# Employer filled Out RP50 Form whats next



## volvic35 (4 May 2011)

Any give us tips and does this sound right.

My partner was laid off work since January and after been told time and time again that they would have work from him,it has come to the employer filling out a RP50 and saying that they cant afford to pay my partner so they've filled out section b on the form and have said they'll send it off.

Can some one tell me where this goes? And how long should it take to hear anything back (struggling big time with mortgage etc....) should we make anymore contact with employer etc....

We're at a lose of what to do next.

Any help would be great.


----------



## Ildánach (5 May 2011)

This goes to the Department of Enterprise for them to consider whether the Social Insurance Fund should pay your redundancy or whether your employer is still liable.

They are currently processing claims submitted in September of last year, so you can expect at least a 6 month wait for payment.  You can check up on progress of the application on the redundancy status queries line on 059 9178990

Have you submitted a Jobseekers Benefit claim?  If you are struggling while this is being processed you can approach your Community Welfare Officer for Supplementary Welfare Allowance pending the application.  http://www.welfare.ie/EN/Schemes/Su...Pages/BasicSupplementaryWelfareAllowance.aspx

If you are struggling with your mortgage, you may be eligible for Mortgage Interest Supplement.  See more details here http://www.welfare.ie/EN/Schemes/SupplementaryWelfareAllowance/Pages/MortgageInterstSupplement.aspx


----------



## SPC100 (26 May 2011)

They also need to get details on the employers inability to pay, so your employer will have to provide more information, than just the form. You may have to chase your employer to provide this information. (it is the "Proof" that they can't pay)
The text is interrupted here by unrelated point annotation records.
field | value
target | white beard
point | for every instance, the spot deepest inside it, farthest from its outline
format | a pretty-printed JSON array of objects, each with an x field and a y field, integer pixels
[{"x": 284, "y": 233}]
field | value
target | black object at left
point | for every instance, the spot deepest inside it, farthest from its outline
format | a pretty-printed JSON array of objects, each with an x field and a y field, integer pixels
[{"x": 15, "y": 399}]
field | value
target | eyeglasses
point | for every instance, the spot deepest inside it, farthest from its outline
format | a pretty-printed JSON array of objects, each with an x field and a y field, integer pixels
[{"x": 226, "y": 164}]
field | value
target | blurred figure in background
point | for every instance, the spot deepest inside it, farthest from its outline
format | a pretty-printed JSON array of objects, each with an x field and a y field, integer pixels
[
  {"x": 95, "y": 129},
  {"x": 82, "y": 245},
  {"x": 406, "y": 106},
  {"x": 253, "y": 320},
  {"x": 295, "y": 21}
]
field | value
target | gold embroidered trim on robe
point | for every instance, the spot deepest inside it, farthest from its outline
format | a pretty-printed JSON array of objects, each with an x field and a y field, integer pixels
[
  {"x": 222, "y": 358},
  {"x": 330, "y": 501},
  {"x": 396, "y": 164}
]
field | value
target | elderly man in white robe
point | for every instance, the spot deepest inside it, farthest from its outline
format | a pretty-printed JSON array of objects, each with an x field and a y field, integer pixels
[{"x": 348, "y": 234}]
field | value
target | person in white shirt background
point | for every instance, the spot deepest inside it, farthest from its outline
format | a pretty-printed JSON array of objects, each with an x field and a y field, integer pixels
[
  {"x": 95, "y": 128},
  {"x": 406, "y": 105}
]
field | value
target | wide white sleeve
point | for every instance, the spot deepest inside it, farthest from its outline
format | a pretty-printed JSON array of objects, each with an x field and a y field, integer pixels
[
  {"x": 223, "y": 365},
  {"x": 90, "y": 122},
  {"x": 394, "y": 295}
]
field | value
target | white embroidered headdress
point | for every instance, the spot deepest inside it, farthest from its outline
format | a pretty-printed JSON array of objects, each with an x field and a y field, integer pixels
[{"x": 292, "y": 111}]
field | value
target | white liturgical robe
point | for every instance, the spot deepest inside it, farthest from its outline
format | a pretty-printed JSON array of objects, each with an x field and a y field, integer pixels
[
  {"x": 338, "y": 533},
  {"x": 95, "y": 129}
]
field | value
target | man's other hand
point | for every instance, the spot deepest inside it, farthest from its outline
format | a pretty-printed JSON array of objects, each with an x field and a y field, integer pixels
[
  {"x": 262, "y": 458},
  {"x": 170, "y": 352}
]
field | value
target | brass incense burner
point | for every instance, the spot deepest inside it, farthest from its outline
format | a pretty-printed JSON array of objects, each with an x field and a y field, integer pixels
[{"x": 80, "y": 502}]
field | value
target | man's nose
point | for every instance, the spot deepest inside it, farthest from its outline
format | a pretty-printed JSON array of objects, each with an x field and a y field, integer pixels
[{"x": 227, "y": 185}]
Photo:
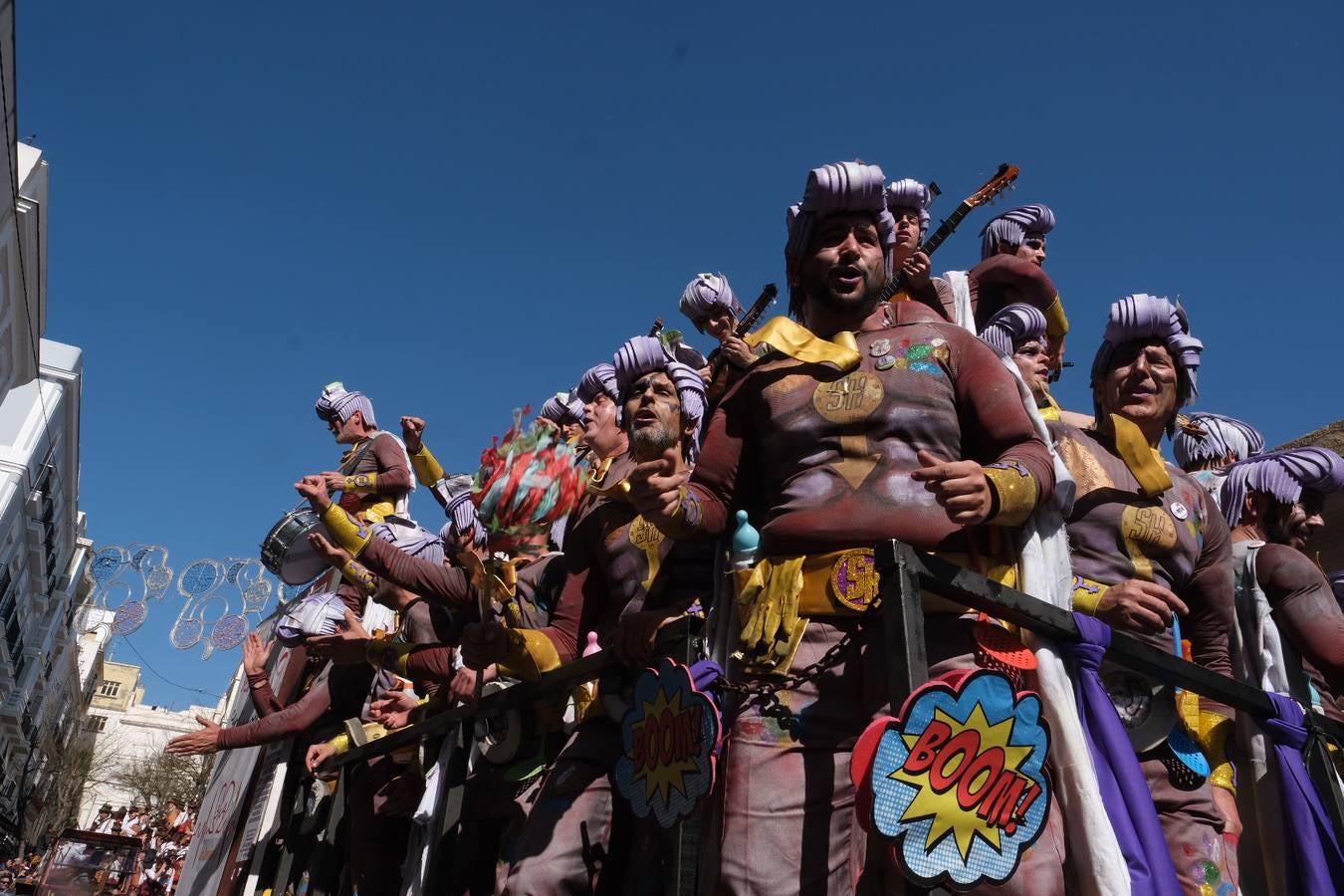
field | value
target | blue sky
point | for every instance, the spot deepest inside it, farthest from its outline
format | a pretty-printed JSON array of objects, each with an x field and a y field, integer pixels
[{"x": 460, "y": 207}]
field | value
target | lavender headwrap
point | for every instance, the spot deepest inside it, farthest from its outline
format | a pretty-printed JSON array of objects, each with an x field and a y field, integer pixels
[
  {"x": 1212, "y": 437},
  {"x": 910, "y": 193},
  {"x": 1144, "y": 318},
  {"x": 336, "y": 402},
  {"x": 597, "y": 379},
  {"x": 563, "y": 407},
  {"x": 1012, "y": 227},
  {"x": 1282, "y": 476},
  {"x": 1013, "y": 324},
  {"x": 840, "y": 188},
  {"x": 705, "y": 293},
  {"x": 461, "y": 519},
  {"x": 645, "y": 354}
]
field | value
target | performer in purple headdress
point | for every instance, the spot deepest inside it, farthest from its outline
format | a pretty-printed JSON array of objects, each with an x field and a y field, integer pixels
[
  {"x": 1289, "y": 633},
  {"x": 1018, "y": 332},
  {"x": 379, "y": 484},
  {"x": 625, "y": 583},
  {"x": 1148, "y": 542},
  {"x": 862, "y": 422},
  {"x": 1206, "y": 443}
]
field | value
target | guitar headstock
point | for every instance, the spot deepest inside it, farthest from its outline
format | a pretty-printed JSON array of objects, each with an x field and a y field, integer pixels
[{"x": 1002, "y": 181}]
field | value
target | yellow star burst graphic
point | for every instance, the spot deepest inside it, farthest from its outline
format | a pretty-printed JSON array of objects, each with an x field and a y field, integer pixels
[
  {"x": 659, "y": 777},
  {"x": 947, "y": 814}
]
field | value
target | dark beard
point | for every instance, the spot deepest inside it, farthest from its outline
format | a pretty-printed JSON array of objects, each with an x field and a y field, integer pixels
[
  {"x": 649, "y": 443},
  {"x": 818, "y": 289}
]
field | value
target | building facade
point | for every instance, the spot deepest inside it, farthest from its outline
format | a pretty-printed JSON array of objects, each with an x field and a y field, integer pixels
[{"x": 127, "y": 735}]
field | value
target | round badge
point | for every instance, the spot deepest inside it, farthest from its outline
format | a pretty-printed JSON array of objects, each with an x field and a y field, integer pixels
[{"x": 853, "y": 581}]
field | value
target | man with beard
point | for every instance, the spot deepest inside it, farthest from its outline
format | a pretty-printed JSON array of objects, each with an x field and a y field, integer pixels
[
  {"x": 625, "y": 583},
  {"x": 866, "y": 422},
  {"x": 379, "y": 483},
  {"x": 1148, "y": 545},
  {"x": 1206, "y": 443},
  {"x": 1289, "y": 634}
]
The DETE have a web page all about this, google it and you will find it.

N.B. If your employer did not include the proof they will return the RP50 to them, and you may be none the wiser.

Ring the DETE to ensure they have received and registered your form on the system, and ask what date they received it on. They are dealing with a lot of paper work and some get lost...Ask them if they have all the information they need.


The DETE update their web page to show what month they are now processing. You can setup up a  simple web page monitor for that page (google "webpage change detection"), which will send you an email every time they change the page, so you can see how things are progressing.


----------